With all this squared away, we can define our function pretty much as per the documentation for C2HS.

{#fun unsafe rpmReadConfigFiles
`(RString s)' =>
{withRString* `s' ,
withRString* `s' } -> `Int'#}

This creates a new function that cannot call back into Haskell code, accepts anything of RString class, and marshals it with our code. This returns an IO Int. This is it for our binding.

The fun part is compiling it. The first step is to run c2hs on the .chs file. We need to include parameters to the C Preprocessor that tells c2hs where to find the C header files. We also use -l to copy C2HS.hs into the same directory, as it is needed by ghc later. The next step is to run GHC on the resulting .hs file.

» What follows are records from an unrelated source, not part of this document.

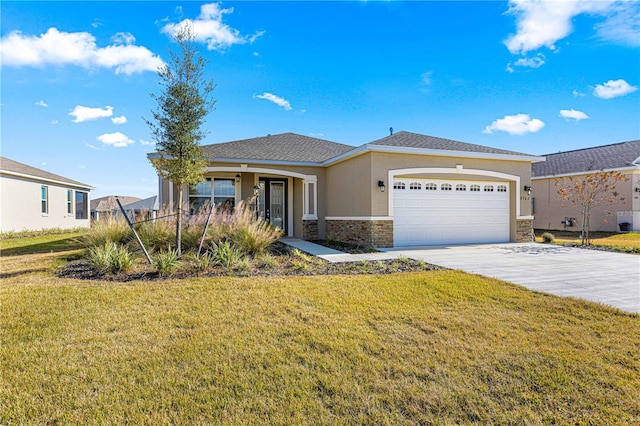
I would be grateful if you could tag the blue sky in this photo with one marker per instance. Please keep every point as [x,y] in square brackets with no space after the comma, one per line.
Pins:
[530,76]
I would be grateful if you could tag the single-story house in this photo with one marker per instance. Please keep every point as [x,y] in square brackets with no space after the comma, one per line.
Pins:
[552,213]
[105,207]
[405,189]
[33,199]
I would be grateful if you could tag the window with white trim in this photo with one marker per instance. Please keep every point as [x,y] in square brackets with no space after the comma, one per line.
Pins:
[44,199]
[69,201]
[82,205]
[430,186]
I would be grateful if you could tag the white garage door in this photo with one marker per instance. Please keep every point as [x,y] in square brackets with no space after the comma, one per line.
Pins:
[433,212]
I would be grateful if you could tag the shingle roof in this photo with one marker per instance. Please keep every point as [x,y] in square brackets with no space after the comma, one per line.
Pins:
[12,166]
[415,140]
[281,147]
[614,156]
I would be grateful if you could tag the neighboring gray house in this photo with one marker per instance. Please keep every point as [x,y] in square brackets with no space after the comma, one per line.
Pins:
[552,213]
[104,207]
[34,199]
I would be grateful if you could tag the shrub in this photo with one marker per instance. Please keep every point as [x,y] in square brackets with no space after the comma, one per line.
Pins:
[548,237]
[166,262]
[111,258]
[157,236]
[109,230]
[226,255]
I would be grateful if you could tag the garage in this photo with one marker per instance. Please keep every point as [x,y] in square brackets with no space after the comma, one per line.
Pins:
[436,212]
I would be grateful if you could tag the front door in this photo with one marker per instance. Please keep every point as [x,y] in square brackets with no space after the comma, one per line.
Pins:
[272,202]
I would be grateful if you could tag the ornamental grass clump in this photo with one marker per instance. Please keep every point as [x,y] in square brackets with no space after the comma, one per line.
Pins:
[166,262]
[111,258]
[108,230]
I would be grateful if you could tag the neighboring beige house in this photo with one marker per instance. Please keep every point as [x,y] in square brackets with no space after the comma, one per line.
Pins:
[406,189]
[34,199]
[105,207]
[548,208]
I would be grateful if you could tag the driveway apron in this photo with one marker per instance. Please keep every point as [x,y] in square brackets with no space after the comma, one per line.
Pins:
[609,278]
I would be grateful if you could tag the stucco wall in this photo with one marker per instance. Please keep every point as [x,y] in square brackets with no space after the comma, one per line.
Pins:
[550,210]
[20,206]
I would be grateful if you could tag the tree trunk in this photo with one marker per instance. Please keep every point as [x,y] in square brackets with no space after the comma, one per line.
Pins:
[179,222]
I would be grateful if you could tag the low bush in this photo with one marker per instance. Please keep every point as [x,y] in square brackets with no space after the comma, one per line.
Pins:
[166,262]
[108,230]
[111,258]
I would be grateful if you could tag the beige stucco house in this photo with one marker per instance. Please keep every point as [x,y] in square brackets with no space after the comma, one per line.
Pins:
[552,213]
[406,189]
[34,199]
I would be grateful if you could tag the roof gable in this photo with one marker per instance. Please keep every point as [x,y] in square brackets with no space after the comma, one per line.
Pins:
[14,167]
[414,140]
[282,147]
[605,157]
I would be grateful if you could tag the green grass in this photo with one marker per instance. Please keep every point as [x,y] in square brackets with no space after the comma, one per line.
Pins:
[440,347]
[42,243]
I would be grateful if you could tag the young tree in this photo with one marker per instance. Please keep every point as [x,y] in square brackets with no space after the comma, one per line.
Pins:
[183,103]
[588,191]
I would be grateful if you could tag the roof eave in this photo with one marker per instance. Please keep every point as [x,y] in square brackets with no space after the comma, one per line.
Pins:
[43,179]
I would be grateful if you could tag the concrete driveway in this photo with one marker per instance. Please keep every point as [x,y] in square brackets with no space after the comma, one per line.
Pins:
[609,278]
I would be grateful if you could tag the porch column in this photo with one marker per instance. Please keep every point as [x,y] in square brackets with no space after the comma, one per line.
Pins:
[310,208]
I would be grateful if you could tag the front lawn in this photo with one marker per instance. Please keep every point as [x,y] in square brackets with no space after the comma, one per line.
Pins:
[439,347]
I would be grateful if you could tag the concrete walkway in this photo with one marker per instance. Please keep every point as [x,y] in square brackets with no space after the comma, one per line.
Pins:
[598,276]
[609,278]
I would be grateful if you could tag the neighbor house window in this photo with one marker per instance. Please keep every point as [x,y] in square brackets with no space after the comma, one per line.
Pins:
[224,193]
[69,201]
[199,195]
[82,205]
[44,197]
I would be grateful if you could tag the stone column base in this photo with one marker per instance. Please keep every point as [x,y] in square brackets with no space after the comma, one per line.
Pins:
[366,233]
[524,231]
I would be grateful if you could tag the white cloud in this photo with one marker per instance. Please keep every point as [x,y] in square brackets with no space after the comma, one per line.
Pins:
[209,29]
[613,89]
[573,114]
[116,139]
[543,22]
[82,113]
[276,100]
[61,48]
[518,124]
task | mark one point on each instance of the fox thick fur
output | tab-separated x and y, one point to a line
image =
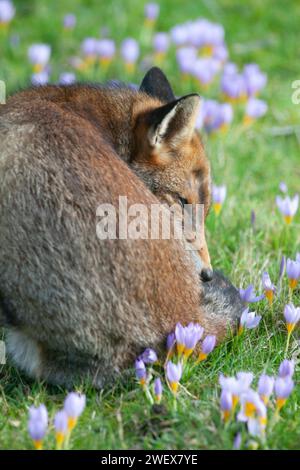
74	306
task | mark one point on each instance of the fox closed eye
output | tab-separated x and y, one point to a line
183	201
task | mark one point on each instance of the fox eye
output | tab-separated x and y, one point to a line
183	201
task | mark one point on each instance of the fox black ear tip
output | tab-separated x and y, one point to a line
154	71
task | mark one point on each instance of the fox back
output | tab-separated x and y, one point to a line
75	306
151	130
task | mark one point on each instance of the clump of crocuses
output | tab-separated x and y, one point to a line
64	421
182	346
254	406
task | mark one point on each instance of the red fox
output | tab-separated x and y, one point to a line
75	306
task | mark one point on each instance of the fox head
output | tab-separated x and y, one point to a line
168	153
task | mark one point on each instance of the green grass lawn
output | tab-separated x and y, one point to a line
251	162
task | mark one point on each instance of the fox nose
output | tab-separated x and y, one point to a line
206	274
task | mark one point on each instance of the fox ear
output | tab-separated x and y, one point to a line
156	84
173	121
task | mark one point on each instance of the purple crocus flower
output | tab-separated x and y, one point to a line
69	21
233	86
151	11
288	207
130	50
7	11
248	320
226	404
236	385
283	388
140	371
158	389
265	387
293	272
247	295
149	356
217	116
286	368
179	34
282	266
174	373
245	379
37	424
61	427
61	422
255	109
161	42
237	442
106	49
74	405
67	78
208	344
220	53
253	219
292	316
187	337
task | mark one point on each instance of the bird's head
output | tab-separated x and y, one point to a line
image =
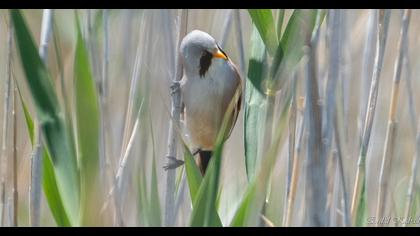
198	49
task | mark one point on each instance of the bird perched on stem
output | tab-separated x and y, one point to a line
210	83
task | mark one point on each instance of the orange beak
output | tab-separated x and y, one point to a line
219	54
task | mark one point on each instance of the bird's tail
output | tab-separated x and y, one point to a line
203	160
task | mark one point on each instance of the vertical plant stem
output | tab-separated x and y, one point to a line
412	184
407	67
2	203
366	75
240	41
360	181
292	138
36	161
173	125
104	146
333	75
316	192
385	171
340	156
14	166
115	195
6	112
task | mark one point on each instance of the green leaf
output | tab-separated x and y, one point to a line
48	176
87	118
155	216
52	123
290	49
193	174
51	191
248	212
204	211
280	19
255	105
361	217
264	21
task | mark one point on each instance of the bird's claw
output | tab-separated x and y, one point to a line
173	163
175	87
196	151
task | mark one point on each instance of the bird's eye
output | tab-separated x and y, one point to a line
220	49
205	62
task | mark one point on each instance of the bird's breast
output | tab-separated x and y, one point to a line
204	99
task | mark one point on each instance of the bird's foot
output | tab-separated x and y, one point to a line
173	163
196	151
175	86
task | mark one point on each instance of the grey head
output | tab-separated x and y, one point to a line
198	49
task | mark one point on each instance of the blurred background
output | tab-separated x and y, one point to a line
142	47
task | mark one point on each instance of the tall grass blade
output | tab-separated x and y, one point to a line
264	22
53	125
87	118
48	177
255	105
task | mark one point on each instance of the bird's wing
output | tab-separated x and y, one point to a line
238	97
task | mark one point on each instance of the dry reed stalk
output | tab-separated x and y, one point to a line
360	182
385	171
173	124
6	112
412	184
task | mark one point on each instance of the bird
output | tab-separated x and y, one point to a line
210	83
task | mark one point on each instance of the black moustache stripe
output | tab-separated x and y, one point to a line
205	62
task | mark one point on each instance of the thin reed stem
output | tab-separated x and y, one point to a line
240	41
316	191
412	184
173	124
6	111
36	161
360	181
385	171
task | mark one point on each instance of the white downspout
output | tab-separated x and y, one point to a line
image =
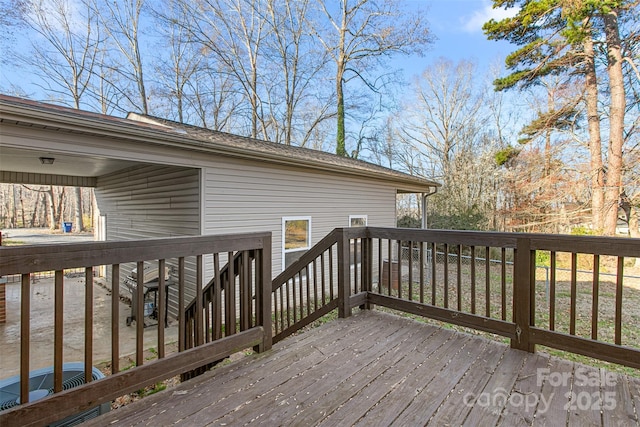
424	205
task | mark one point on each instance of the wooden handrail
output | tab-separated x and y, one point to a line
25	260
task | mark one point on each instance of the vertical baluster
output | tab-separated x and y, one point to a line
58	333
487	281
619	280
595	297
434	271
115	318
162	301
230	298
323	278
473	279
459	276
139	312
446	275
276	309
331	283
199	321
208	330
421	248
181	313
503	283
88	324
552	292
574	282
315	284
295	299
390	269
217	298
304	299
282	307
399	274
245	293
410	243
25	331
380	265
353	256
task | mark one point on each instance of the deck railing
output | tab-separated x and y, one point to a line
25	260
492	282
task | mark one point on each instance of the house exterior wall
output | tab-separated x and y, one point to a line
247	196
151	201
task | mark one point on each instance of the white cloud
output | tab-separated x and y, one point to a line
474	22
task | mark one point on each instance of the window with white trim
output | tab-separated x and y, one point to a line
358	220
296	238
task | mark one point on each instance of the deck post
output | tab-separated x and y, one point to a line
264	295
367	269
523	288
344	264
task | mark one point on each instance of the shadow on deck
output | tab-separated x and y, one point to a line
376	368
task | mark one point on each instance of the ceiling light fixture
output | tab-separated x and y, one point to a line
47	160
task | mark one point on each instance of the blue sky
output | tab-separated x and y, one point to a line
457	25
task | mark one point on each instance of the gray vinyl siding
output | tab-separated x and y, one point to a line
242	196
148	202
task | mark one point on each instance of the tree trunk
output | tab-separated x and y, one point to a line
595	141
616	122
341	149
22	213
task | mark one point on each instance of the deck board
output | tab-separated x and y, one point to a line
376	368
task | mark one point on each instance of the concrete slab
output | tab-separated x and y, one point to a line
42	317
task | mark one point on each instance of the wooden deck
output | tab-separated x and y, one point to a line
380	369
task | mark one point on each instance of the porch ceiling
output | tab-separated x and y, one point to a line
28	161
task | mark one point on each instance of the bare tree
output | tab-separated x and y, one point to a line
362	34
121	21
65	49
297	61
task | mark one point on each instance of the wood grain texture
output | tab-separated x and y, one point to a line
376	368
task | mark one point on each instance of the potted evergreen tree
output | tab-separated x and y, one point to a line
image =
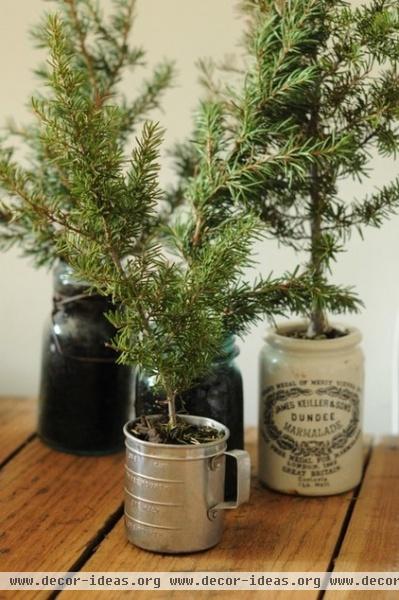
175	296
85	396
320	94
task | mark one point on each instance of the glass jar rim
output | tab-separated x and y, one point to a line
277	337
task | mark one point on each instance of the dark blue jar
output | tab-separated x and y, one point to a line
85	396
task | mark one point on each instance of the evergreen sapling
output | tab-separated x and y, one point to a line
179	294
101	53
318	94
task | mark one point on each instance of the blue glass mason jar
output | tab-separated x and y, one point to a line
85	397
218	396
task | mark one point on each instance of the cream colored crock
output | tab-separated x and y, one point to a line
310	413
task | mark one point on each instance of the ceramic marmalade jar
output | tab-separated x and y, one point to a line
310	413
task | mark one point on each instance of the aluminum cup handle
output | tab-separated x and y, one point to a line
243	483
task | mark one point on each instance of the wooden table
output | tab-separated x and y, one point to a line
64	513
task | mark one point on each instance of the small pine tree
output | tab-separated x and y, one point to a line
101	53
318	93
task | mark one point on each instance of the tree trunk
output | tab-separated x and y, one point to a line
171	401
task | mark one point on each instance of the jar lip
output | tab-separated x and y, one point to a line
275	337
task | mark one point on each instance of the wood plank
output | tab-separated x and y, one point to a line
371	542
274	532
53	506
17	423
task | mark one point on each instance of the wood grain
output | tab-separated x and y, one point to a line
17	424
53	505
273	532
372	539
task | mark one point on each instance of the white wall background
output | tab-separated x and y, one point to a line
185	30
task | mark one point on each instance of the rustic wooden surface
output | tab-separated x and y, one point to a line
61	512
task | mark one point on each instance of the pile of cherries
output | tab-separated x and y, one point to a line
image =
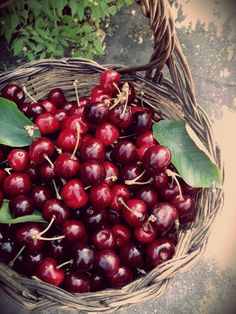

/rpm/RedHat/Rpm/ $ c2hs --cppopts='-I/usr/include/rpm/' -l RpmLib.chs
ghc --make RpmLib.hs

Now that this is done, the next step is to build an executable that uses this binding in order to test it. This file, rpm1.hs goes in /rpm/

module Main

import RedHat.Rpm.RpmLib
import Foreign
import Foreign.C.String

nullP :: CString
nullP = nullPtr

main :: IO ()
main = do status <- rpmReadConfigFiles nullP nullP
putStrLn (show status)

Since we defined our class only for Ptr CChar (aka CString) and not for the general Ptr a, we use a helper to type cast nullPtr. There's probably a more idiomatic way to do this, but all we need is a kludge. The rest pulls the integer result from the function and prints it on the screen. To compile this, we use the following ghc magic. It includes another call to link in the rpm library.

/rpm/ $ ghc -lrpm --make -debug rpm1.hs
/rpm/ $ ./rpm1

That is from start to finish how to write your own C bindings in Haskell. Hopefully i'll figure out how to get this to work via cabal, so i don't need to run so many commands to run tests.

5 flames:

Richard Jones zei

I could really do with some help on the libguestfs Haskell bindings.

These are (quite seriously) in need of some love, and they are the only bindings which are incomplete. We have complete Perl, Python, OCaml, Java and Ruby bindings, but not Haskell!

Antoine zei

You can also use the Maybe type to represent a string where null and not-present are distinct.

Then your function signature could be:

readConfig :: Maybe String -> Maybe String -> IO Bool

Yankee zei

It's always a tough decision to decide if you follow the C API closer or the idioms of the local language. Well, i'm just starting with these bindings, so we'll see.

Martin DeMello zei

Yankee: From what I've seen, the best way seems to be to make one binding that follows the C api slavishly, and then build a more idiomatic library as a higher level layer on top of that binding

Unknown zei

This is very nice, and it would have been extremely useful when I was writing some bindings with C2HS a year ago.

Where you write, "This creates a new function that cannot call back into Haskell code", I think it would be better to say that the bound function must not call back into Haskell code. There's nothing to stop it from doing so, but your program will most likely crash.

To me, this was one of the most unclear parts of the C2HS documentation.